3. a) En vertu de l'art. 17 al. 1 LPGA, si le taux d'invalidité du bénéficiaire de la rente subit une modification notable, la rente est, d'office ou sur demande, révisée pour l'avenir, à savoir augmentée ou réduite en conséquence, ou encore supprimée. Tout changement important des circonstances, propre à influencer le degré d'invalidité, donc le droit à la rente, peut donner lieu à une révision de celle-ci au sens de l'art. 17 LPGA.

b) Aux termes de l’art. 8 al. 1 LPGA, est réputée invalidité l’incapacité de gain totale ou partielle qui est présumée permanente ou de longue durée. L’invalidité peut résulter d’une infirmité congénitale, d’une

- 17 - maladie ou d’un accident (art. 4 al. 1 LAI). En vertu de l’art. 7 al. 1 LPGA, est réputée incapacité de gain toute diminution de l’ensemble ou d’une partie des possibilités de gain de l’assuré sur un marché du travail équilibré dans son domaine d’activité, si cette diminution résulte d’une atteinte à sa santé physique, mentale ou psychique et qu’elle persiste après les traitements et les mesures de réadaptation exigibles. Est réputée incapacité de travail toute perte, totale ou partielle, de l’aptitude de l’assuré à accomplir dans sa profession ou son domaine d’activité le travail qui peut raisonnablement être exigé de lui, si cette perte résulte d’une atteinte à sa santé physique, mentale ou psychique. En cas d’incapacité de travail de longue durée, l’activité qui peut être exigée de lui peut aussi relever d’une autre profession ou d’un autre domaine d’activité (art. 6 LPGA).

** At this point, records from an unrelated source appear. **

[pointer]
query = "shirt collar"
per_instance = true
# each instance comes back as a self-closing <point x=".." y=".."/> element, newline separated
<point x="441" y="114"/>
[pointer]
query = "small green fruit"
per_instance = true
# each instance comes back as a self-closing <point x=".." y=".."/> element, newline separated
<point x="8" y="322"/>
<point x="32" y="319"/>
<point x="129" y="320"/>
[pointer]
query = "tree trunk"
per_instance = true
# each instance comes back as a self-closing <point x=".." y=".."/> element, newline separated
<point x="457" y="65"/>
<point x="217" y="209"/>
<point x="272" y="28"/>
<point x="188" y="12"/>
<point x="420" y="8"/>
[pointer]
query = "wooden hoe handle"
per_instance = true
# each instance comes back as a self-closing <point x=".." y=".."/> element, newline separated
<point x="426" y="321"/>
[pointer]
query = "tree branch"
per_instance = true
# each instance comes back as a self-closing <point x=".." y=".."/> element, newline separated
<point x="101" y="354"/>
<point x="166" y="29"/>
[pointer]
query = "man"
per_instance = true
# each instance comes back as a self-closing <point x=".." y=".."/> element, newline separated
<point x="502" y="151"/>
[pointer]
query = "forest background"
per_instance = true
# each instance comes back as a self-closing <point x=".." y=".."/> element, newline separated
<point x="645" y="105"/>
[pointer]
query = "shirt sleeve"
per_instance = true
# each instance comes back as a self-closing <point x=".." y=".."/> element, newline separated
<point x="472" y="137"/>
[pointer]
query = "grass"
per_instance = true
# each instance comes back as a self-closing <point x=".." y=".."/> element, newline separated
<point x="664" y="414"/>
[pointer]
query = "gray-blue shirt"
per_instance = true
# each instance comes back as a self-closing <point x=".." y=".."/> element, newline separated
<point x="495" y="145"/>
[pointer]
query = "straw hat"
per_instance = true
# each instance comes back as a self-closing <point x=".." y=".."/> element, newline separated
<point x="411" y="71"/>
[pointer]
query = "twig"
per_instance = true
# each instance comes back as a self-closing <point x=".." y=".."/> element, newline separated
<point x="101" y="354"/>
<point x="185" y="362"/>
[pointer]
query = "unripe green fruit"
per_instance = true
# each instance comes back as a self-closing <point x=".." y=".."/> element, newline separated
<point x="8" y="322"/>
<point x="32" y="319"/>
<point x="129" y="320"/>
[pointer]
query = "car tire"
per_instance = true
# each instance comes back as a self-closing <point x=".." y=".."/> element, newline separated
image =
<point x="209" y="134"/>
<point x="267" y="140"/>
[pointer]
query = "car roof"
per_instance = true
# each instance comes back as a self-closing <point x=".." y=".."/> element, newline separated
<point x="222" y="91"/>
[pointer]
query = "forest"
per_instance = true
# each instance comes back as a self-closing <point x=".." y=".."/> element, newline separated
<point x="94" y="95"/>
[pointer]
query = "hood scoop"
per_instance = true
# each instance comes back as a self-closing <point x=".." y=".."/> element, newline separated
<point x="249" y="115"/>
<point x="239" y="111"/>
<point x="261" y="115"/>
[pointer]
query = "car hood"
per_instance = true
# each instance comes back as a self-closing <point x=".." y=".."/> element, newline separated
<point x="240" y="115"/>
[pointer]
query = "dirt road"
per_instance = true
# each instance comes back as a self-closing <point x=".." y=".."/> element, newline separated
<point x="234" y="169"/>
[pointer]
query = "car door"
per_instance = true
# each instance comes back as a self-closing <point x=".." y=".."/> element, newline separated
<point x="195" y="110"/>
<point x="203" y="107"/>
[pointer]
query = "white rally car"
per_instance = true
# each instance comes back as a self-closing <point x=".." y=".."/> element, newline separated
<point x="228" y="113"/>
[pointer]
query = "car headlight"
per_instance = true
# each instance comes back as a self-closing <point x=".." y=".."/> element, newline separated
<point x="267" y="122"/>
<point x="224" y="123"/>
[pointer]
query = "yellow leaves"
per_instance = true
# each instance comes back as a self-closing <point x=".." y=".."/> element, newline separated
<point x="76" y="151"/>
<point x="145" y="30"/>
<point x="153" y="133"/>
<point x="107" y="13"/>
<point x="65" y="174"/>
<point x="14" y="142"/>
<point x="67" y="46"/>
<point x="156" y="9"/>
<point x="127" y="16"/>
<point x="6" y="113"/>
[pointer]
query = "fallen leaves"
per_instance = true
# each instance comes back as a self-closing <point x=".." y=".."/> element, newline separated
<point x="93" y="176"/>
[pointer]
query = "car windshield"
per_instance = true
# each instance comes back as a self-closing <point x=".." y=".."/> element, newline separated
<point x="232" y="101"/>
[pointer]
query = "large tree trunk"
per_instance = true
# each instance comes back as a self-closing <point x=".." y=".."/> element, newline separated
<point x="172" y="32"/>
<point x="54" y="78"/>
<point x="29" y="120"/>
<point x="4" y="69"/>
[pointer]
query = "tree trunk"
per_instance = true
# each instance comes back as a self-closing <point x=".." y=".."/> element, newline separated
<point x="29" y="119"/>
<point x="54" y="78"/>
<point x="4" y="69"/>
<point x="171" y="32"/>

c) Selon l’art. 28 al. 2 LAI (en vigueur depuis le 1er janvier 2008), l’assuré a droit à une rente d'invalidité s’il est invalide à 40% au moins ; la rente est échelonnée selon le degré d'invalidité, un degré d'invalidité de 40% au moins donnant droit à un quart de rente, un degré d'invalidité de 50% au moins donnant droit à une demi-rente, un degré d'invalidité de 60% au moins donnant droit à trois-quarts de rente et un degré d'invalidité de 70% au moins donnant droit à une rente entière. L'art. 28 al. 1 LAI prévoit que l'assuré a droit à une rente aux conditions cumulatives suivantes : sa capacité de gain ou sa capacité d’accomplir ses travaux habituels ne peut pas être rétablie, maintenue ou améliorée par des mesures de réadaptation raisonnablement exigibles (let. a) ; il a présenté une incapacité de travail (art. 6 LPGA) d’au moins 40% en moyenne durant une année sans interruption notable (let. b) ; au terme de cette année, il est invalide (art. 8 LPGA) à 40% au moins (let. c).

- 18 -

d) Les atteintes à la santé psychique peuvent, comme les atteintes physiques, entraîner une invalidité au sens de l'art. 4 al. 1 LAI en relation avec l'art. 8 LPGA. On ne considère toutefois pas comme des conséquences d'un état psychique maladif – donc pas comme des affections à prendre en charge par l'assurance-invalidité – les diminutions de la capacité de gain que l'assuré pourrait empêcher en faisant preuve de bonne volonté, la mesure de ce qui est exigible devant être déterminée aussi objectivement que possible (ATF 127 V 294 consid. 4c ; TF I 81/07 du 8 janvier 2008 consid. 3.2 et I 1093/06 du 3 décembre 2007 consid. 3.1). La reconnaissance de l'existence d'une atteinte à la santé psychique suppose la présence d'un diagnostic émanant d'un expert (psychiatre) et s'appuyant lege artis sur les critères d'un système de classification reconnu (ATF 130 V 398 consid. 5.3 et 6).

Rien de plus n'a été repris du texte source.